Nos dias de hoje, Helena Fourment seria simplesmente uma senhora gorda – ou gordinha, como alguns gostam de dizer. Na época era uma beldade, o seu corpo poderia ter servido de modelo a uma qualquer representação de Vénus (aliás, o marido, o pintor Peter Paul Rubens, pintou uma Vénus ao espelho que poderá perfeitamente ter como inspiração o corpo de Helena). No entanto, gostaria que tentassem imaginar este hino à vida em toda a sua força sanguínea e altivez tendo como modelo uma Kate Moss, por exemplo...

É verdade que cada época tem os seus padrões de beleza que obedecem a pressupostos mais ou menos rígidos, mas parece-me que, actualmente, estamos a caminhar para uma espécie de anti-beleza ou beleza-em-série que em nada beneficia as mulheres.

Ninguém se sente mal por ser demasiado magro, mas assim que as blusas começam a ficar um pouco apertadas, eis que se instala o histerismo e é altura de correr para o ginásio ou começar a fazer dieta. Como acontece quase sempre, as mulheres são muito mais susceptíveis a este tipo de “problema”. Ou porque nos critiquemos a nós mesmas, ou porque os homens continuam a esperar que uma mulher seja, antes de mais e acima de tudo, uma coisa de beleza.

Não percebo nem aceito os (literalmente) estreitíssimos padrões de beleza que me querem impôr. Gosto de ter ancas redondas, gosto de ter seios, gosto de ter curvas e a celulite e a barriga não me aborrecem nem um pouco. Confesso que não tenho tido muito cuidado com a forma física o que me levou a engordar alguns quilos nos últimos quatro anos. E sim, gostaria de voltar ao meu peso anterior, mas não a qualquer custo. Não vou frequentar ginásios porque não tenho paciência e consigo imaginar um milhão de coisas mais interessantes para fazer com o pouco tempo que tenho livre.

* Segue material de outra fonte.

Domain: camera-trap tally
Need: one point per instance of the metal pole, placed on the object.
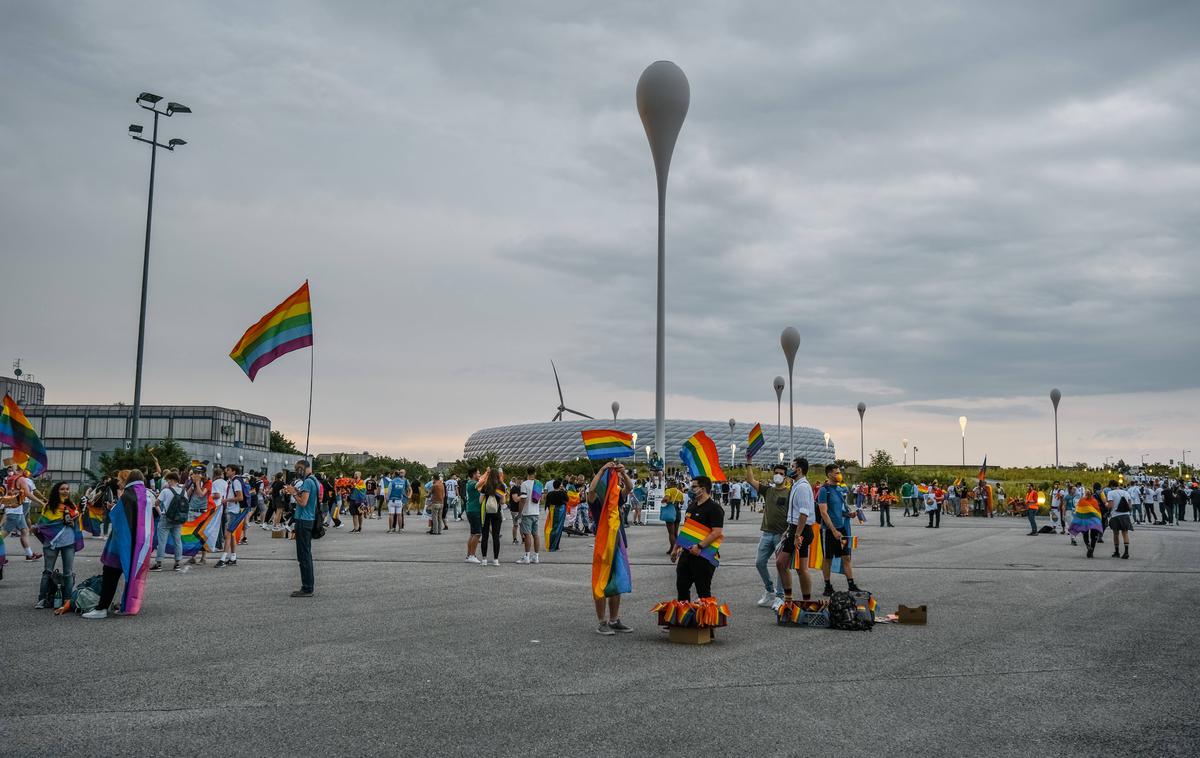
(145, 275)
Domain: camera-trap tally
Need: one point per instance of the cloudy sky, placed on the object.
(959, 205)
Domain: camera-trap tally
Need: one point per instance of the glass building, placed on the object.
(76, 435)
(559, 440)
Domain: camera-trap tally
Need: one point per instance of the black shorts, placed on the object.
(789, 542)
(834, 547)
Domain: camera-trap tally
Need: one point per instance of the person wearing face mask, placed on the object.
(690, 566)
(774, 524)
(835, 528)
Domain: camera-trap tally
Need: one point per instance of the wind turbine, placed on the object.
(562, 403)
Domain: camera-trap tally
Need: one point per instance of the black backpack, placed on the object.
(845, 614)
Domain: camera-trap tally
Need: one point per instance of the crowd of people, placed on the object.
(207, 512)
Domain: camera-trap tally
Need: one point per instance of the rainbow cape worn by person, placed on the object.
(286, 329)
(16, 432)
(755, 441)
(699, 453)
(130, 543)
(604, 444)
(59, 528)
(1087, 517)
(610, 558)
(556, 518)
(694, 533)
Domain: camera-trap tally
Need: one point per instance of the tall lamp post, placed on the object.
(149, 102)
(732, 423)
(779, 419)
(790, 340)
(663, 97)
(862, 439)
(1055, 396)
(963, 426)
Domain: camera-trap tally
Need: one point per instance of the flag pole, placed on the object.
(312, 364)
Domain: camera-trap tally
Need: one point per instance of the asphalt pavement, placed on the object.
(1031, 649)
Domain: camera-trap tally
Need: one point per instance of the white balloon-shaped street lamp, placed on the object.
(663, 98)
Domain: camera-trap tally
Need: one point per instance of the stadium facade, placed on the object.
(561, 441)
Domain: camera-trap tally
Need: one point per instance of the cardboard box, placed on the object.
(917, 614)
(691, 635)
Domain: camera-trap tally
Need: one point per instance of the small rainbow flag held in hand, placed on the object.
(286, 329)
(699, 453)
(603, 444)
(755, 441)
(17, 432)
(694, 533)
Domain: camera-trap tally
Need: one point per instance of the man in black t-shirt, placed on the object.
(690, 566)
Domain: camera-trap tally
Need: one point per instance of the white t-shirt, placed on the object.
(220, 488)
(801, 500)
(528, 506)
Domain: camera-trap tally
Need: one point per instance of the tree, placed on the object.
(169, 453)
(282, 444)
(883, 468)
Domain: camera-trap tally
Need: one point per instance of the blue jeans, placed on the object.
(49, 554)
(167, 529)
(304, 553)
(767, 545)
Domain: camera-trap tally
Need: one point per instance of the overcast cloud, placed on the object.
(960, 205)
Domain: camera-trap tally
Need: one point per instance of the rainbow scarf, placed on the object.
(1087, 517)
(52, 524)
(286, 329)
(601, 444)
(694, 533)
(610, 558)
(556, 518)
(130, 545)
(699, 453)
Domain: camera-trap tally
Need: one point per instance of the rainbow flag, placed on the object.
(755, 441)
(130, 545)
(552, 534)
(601, 444)
(17, 432)
(610, 558)
(699, 453)
(694, 533)
(286, 329)
(1087, 517)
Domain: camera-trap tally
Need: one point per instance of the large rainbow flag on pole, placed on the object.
(17, 432)
(286, 329)
(603, 444)
(755, 441)
(699, 453)
(610, 559)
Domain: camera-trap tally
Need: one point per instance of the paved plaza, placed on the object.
(1031, 650)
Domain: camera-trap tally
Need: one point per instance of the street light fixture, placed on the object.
(963, 425)
(149, 101)
(790, 340)
(663, 96)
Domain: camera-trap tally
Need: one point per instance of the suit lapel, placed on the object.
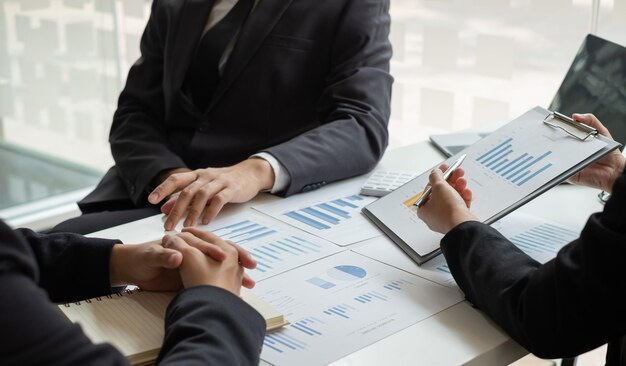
(255, 30)
(192, 21)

Recuso-me a embarcar em depressões só porque alguém, para vender um qualquer produto, quer implantar na minha cabeça um certo (pre)conceito de beleza ao qual não obedeço.

Mas assusta-me o efeito que estas pressões podem ter sobre as pessoas mais jovens. Embora saiba que a anorexia nervosa não tem exclusivamente a ver com o desejo de obedecer a um determinado critério de beleza e não é apenas um problema de adolescentes, assusta-me a inconsciência com que revistas, televisões, lojas, etc., atiram para cima dos mais jovens culpas por não serem tão escanzeladas como as top-models.

No tempo em que Rubens viveu, a vida das mulheres era difícil. Eram essencialmente esposas e mães, viviam pouco tempo, desgastadas pelos partos e aleitamentos frequentes. Não havia grande margem ou tolerância para a cultura. A sociedade não permitia que a mulheres fossem donas de si mesmas. Hoje, e apesar das dificuldades e desigualdades que continuam a existir, conquistámos o direito a viver sozinhas se assim o desejarmos, o acesso ao trabalho, à educação, o direito de apenas termos os filhos que desejamos, mas ainda deixamos que nos façam escravas de um padrão de beleza, ainda por cima pouco atraente.